New self contained testcase.
Comment 4 Richard Biener 2022-11-05 10:29:51 UTC
doesn't reproduce with -fwhole-program instead of -flto or with -flto-partition=max added.  -fno-ipa-modref avoids the issue.
Comment 5 Martin Liška 2022-11-21 13:23:19 UTC
Also related to ICF, where -fno-ipa-icf fixes that as well.
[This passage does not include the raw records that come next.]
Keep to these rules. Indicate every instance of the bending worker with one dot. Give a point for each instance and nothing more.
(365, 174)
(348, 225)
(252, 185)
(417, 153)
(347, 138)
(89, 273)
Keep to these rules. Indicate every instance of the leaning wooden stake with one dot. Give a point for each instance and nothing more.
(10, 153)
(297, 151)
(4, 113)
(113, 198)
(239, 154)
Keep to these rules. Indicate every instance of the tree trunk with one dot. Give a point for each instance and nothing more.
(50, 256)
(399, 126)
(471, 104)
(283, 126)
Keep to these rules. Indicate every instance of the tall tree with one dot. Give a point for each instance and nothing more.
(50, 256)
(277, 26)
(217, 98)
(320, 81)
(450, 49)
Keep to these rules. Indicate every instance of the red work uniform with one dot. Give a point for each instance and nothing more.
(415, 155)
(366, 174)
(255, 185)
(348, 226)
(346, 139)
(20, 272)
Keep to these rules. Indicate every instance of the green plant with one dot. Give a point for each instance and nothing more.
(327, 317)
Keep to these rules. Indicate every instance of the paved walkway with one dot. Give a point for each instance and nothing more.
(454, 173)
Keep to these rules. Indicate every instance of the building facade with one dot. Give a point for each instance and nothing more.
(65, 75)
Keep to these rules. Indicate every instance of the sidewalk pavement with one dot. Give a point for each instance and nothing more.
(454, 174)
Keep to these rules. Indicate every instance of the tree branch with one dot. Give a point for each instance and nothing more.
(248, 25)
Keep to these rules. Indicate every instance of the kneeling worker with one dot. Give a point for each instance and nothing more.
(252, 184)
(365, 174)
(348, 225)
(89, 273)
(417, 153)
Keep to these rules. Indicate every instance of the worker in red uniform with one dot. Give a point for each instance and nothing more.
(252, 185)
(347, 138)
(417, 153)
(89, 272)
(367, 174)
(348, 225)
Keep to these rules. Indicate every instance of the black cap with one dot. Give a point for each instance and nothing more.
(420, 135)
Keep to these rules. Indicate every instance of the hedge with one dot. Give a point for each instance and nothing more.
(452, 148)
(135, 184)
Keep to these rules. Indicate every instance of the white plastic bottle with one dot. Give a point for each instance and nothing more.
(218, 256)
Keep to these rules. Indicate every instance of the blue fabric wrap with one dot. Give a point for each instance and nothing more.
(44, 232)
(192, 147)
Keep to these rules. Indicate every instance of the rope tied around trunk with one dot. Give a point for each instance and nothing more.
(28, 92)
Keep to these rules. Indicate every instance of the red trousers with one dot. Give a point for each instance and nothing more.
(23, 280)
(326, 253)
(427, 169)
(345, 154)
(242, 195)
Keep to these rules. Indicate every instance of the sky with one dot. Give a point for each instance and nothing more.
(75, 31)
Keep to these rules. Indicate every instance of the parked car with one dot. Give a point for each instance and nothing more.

Lemme take a look.
Comment 6 Martin Liška 2022-12-28 10:07:49 UTC
Running that under valgrind I see it started with r12-656-ga564da506f52be66:

==13643== Conditional jump or move depends on uninitialised value(s)
==13643==    at 0x401148: bool compare_pairs<SomeClass*>(pair<SomeClass*> const&, pair<SomeClass*> const&) (pr107467-2.C:12)
==13643==    by 0x401176: Combined<OtherClass>::clashy() [clone .isra.0] (pr107467-2.C:23)
==13643==    by 0x4011B2: other_func() (pr107467-2.C:40)
==13643==    by 0x4011ED: main (pr107467-2.C:48)

So I guess it might be something in between DSE and aliasing info investigated by IPA modref.

@Honza: Can you take a look?
Comment 7 Jan Hubicka 2023-01-04 17:29:47 UTC
mine.
Comment 8 Richard Biener 2023-01-13 11:47:40 UTC
> diff -u a.ltrans0.ltrans.115t.vrp1 a.ltrans0.ltrans.116t.dse2
...
 __attribute__((noinline, optimize ("strict-aliasing")))
 bool clashy.isra ()
 {
@@ -90,8 +64,6 @@
   bool _1;
 
   <bb 2> [local count: 1073741824]:
-  D.5191 = get_const.isra ();
-  D.5190 = get_const.isra ();
   _1 = compare_pairs (&D.5190, &D.5191);

so it's ICFed compare_pairs having modref TBAA info that makes the
stores dead.  I suppose ICF needs to reset / alter the modref summaries?
Comment 9 Jan Hubicka 2023-01-13 22:08:36 UTC
> 
> so it's ICFed compare_pairs having modref TBAA info that makes the
> stores dead.  I suppose ICF needs to reset / alter the modref summaries?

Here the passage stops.